After poking three small holes in the bottom of the containers, I filled them about three-quarters full with highly nutrient potting medium. Using the tip of your finger, gently press the media flat along the top, creating a nice, level growing area.


Depending on the seeds, you will need to determine how deep they should be planted. I planted cucumber seeds in my containers, so it was easiest to use a pencil to make a small hole in the soil. I then placed the seeds into the holes, and covered them over.

Next, water the soil thoroughly, and cover it with the clear lid. This will maintain a highly humid environment, perfect for germination. Place the containers in an area where they will receive the light necessary for germination.
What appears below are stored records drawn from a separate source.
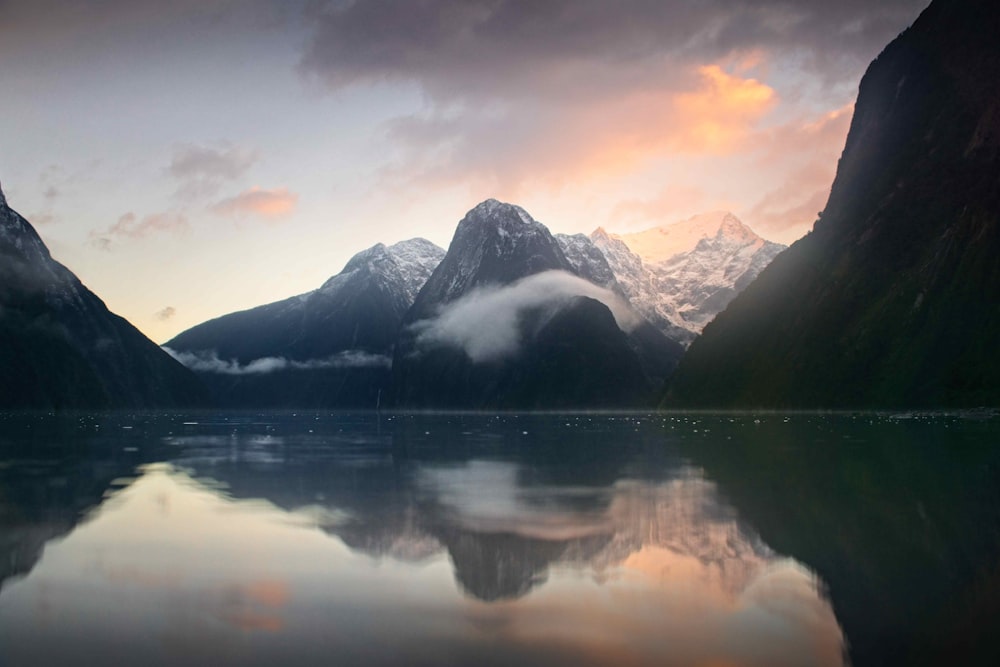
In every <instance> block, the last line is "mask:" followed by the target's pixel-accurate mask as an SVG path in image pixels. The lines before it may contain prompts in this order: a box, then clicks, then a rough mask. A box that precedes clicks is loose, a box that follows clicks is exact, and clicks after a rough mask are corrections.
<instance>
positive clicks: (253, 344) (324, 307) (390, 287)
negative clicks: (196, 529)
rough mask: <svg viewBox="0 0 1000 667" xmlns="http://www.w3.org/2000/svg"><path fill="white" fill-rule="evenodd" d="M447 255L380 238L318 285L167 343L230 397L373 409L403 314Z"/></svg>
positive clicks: (216, 323) (244, 311)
Final Germination Container

Once the seeds have germinated, remove the lids. Leaving the lids in place will restrict growth and will not allow for sufficient air circulation for the seedlings. Once true leaves have formed, the plants can be transplanted outdoors, into larger pots for container gardening, or into your aquaponics system.

Strawberry Update

In Aquaponics on December 8, 2010 at 1:13 am

Strawberry (Bottom Right)

I previously posted that I was having a problem with the strawberries. When I originally introduced the plant into the system, the leaves began to die off. I reduced the plants exposure to water by elevating it in the system. I also removed the dying leaves, in hope that new growth would form from the main body of the plant.

Newest Growth At Base Of Strawberry

After a couple of weeks, the health of the plant seemed to improve. I slowly worked to introduce the plant to a normal water cycle. A few weeks ago, I successfully replanted the strawberry plant in the grow bed. Here are some pictures of the result! In the second picture of the base of the plant, you can only see four of the newest leaves. There are two more sets of three leaves that are slowly opening up. They should be fully exposed in the next couple days!

Air Plants

In Propagation on December 4, 2010 at 2:55 am

Air Plants, Tillandsia, are very interesting plants that are perfect for dorm rooms. Air plants survive with little care, and can be used as unique ornaments, as they can be place, or even hung, anywhere.

The most unique aspect of Air plants is that they do not grow in any sort of media. Moreover, they do not need any care other than a thorough watering about twice a month.

Mother Plant with Pup


As the plant grows, it will begin to form a second, small plant off to one side, called a ‘pup.’ You can either choose to keep the pup attached to the mother plant, or you can separate it to form a new, independent plant. Pups will typically form just over a month after flowering. As the Pup grows, the lowest leaves of the plant will appear to dry out. These can easily be removed.


Pup Removed from Mother

If you will to separate the pup from the mother, this can easily be done by gently grabbing the base of the two plants, and twisting them apart. You should not separate the pup from the mother plant until it is approximately 1/2 the size of the mother plant. This will ensure that it will be mature enough to survive on its own.


Swamp Rot

In Propagation on December 3, 2010 at 11:04 am

I was recently given an aloe plant from a woman teaching Earth Sciences in a Virginia high school. I potted the plant in a large pot filled with Cactus & Succulent Soil Mix. As shown in the pictures, I then covered the top layer of soil with small stone.

Apart from simply adding a nice decor, the stones serve a very practical purpose. When watering certain succulents, it is common that water pools around the base of the plant, causing rot. This rot can be fatal to the plant if it persists.

This ‘swamp rot’ can easily be avoided by adding a layer of stones. This allows the water to drain rapidly past the base of the plant, keeping the it dry, and removing the threat of rot.